Although the empirical success of deep learning is apparent, a theoretical explanation of this phenomenon remains elusive. In this course, we study the recent deep learning theory that aims to address this question.
We start with the representation power of wide neural networks. The classical theory shows that wide 2-layer neural networks are universal approximators, i.e., they can approximate arbitrary functions. However, this line of work does not address whether one can find such approximations using SGD or any practical algorithm.
Next, we study kernel methods and reproducing kernel Hilbert spaces (RKHS). While the classical "kernel trick" is not directly used in modern deep learning, the RKHS theory will serve as the functional analytical language for our later discussion of the dynamics of functions.
Next, using RKHS theory, we study random feature learning, an implementable non-deep learning method with provable $\mathcal{O}(1/\sqrt{N})$ guarantees. Random feature learning serves two important purposes: (i) A simple baseline for deep learning algorithms to surpass theoretically (often not accomplished) (ii) A stepping stone to the NTK theory.

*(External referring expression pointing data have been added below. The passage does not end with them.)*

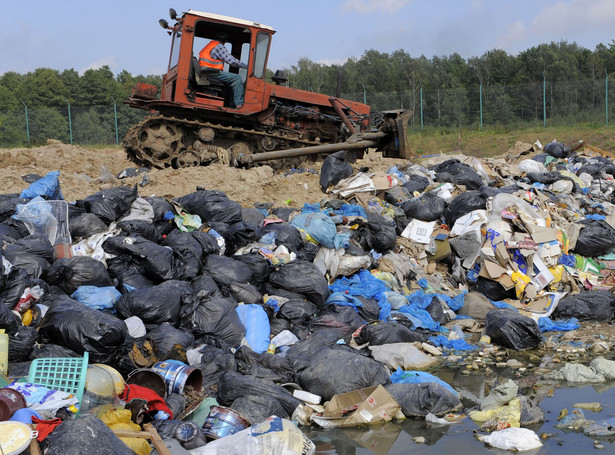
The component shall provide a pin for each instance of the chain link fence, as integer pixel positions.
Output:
(519, 106)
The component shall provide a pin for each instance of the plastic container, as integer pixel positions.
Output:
(146, 377)
(178, 376)
(223, 422)
(4, 352)
(15, 437)
(67, 374)
(10, 402)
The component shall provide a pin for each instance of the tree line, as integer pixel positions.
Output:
(448, 90)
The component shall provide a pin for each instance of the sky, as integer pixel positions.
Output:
(125, 34)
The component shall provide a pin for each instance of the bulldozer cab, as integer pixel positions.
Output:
(186, 82)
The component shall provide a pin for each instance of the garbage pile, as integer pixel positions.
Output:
(210, 324)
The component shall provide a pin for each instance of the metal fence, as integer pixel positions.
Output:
(519, 106)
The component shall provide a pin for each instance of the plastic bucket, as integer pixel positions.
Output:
(10, 401)
(146, 377)
(223, 422)
(178, 376)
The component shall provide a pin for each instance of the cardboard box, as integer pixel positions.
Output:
(357, 408)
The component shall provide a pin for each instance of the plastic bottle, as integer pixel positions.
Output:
(4, 353)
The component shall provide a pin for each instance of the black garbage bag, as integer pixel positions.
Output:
(158, 261)
(85, 435)
(258, 265)
(418, 400)
(21, 343)
(463, 204)
(212, 314)
(78, 327)
(334, 168)
(211, 205)
(171, 343)
(587, 306)
(302, 277)
(557, 150)
(339, 370)
(453, 171)
(51, 350)
(511, 329)
(286, 235)
(225, 270)
(155, 305)
(86, 225)
(34, 253)
(257, 408)
(110, 204)
(416, 183)
(596, 238)
(234, 385)
(70, 273)
(387, 332)
(428, 207)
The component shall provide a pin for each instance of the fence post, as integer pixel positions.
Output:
(606, 97)
(480, 101)
(421, 96)
(544, 100)
(117, 139)
(27, 122)
(70, 123)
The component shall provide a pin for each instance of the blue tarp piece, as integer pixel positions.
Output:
(99, 298)
(48, 186)
(457, 345)
(548, 325)
(417, 377)
(255, 320)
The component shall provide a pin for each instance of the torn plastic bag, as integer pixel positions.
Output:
(255, 320)
(334, 168)
(155, 305)
(211, 205)
(99, 298)
(71, 273)
(339, 370)
(208, 314)
(387, 332)
(511, 329)
(556, 150)
(34, 253)
(110, 204)
(86, 225)
(587, 306)
(428, 207)
(225, 270)
(453, 171)
(234, 385)
(302, 277)
(418, 400)
(47, 186)
(595, 239)
(85, 435)
(21, 343)
(80, 328)
(463, 204)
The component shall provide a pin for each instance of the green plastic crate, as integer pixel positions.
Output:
(66, 374)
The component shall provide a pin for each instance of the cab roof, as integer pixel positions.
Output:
(230, 19)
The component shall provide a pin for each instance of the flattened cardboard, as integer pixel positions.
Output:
(366, 407)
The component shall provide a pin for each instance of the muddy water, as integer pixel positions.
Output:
(396, 438)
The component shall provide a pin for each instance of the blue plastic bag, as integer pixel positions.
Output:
(99, 298)
(255, 320)
(418, 377)
(48, 186)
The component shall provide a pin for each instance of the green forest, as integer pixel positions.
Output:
(562, 82)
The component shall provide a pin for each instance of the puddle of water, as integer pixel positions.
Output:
(396, 438)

Next, we study gradient flow, a continuous-time model of (stochastic) gradient descent. Deep learning theory often relies on two simplifications (i) that the network is infinitely large (ii) the neural network is trained with gradient flow rather than SGD. We study when and in what sense this approximation is accurate and what benefit this simplification brings.
Next, we study Gaussian processes and how randomly initialized deep neural networks behave as Gaussian processes at initialization (before training).
Next, we study the neural tangent kernel (NTK) theory. Using the theory of kernels and Gaussian processes, we establish a CLT-like limit of infinitely wide neural networks of fixed depth and establish trainability guarantees.
Next, we study the mean-field (MF) theory of deep neural networks. Using the theory of partial differential equations, we establish an LLN-like limit of infinitely wide neural networks of depth 2 (and $\ge 3$) and establish trainability guarantees.
Next, we shift the attention from infinitely wide neural networks to infinitely deep ones. We show that deep neural networks are also universal approximators.
Next, we study Neural ODE and equilibrium models, which be viewed as neural networks with continuous (infinite) depth. We define the infinite-depth limits and obtain the continuous-depth counterpart to backprop, which allows one to practically train these models using well-established ODE solvers. However, these models by themselves do not have trainability guarantees.
Finally, we study the trainability of infinitely deep neural networks. This requires combining mean-field theory with continuous-depth models.
Ernest K. Ryu, 27-205,
Tuesdays and Thursdays 3:30–4:45pm in hybrid format, at 500-L306 and over Zoom. Lectures will be delivered on the blackboard. Live (in-person or online) attendance is required. Zoom link and the password are available on eTL. We will try to provide typed lecture notes.
This class will have in-person midterm and final exams.
Homework 30%, midterm exam 30%, final exam 40%.
As this is a graduate-level course in mathematics, we will use the following advanced mathematical tools without reservation.
This course will have no programming component.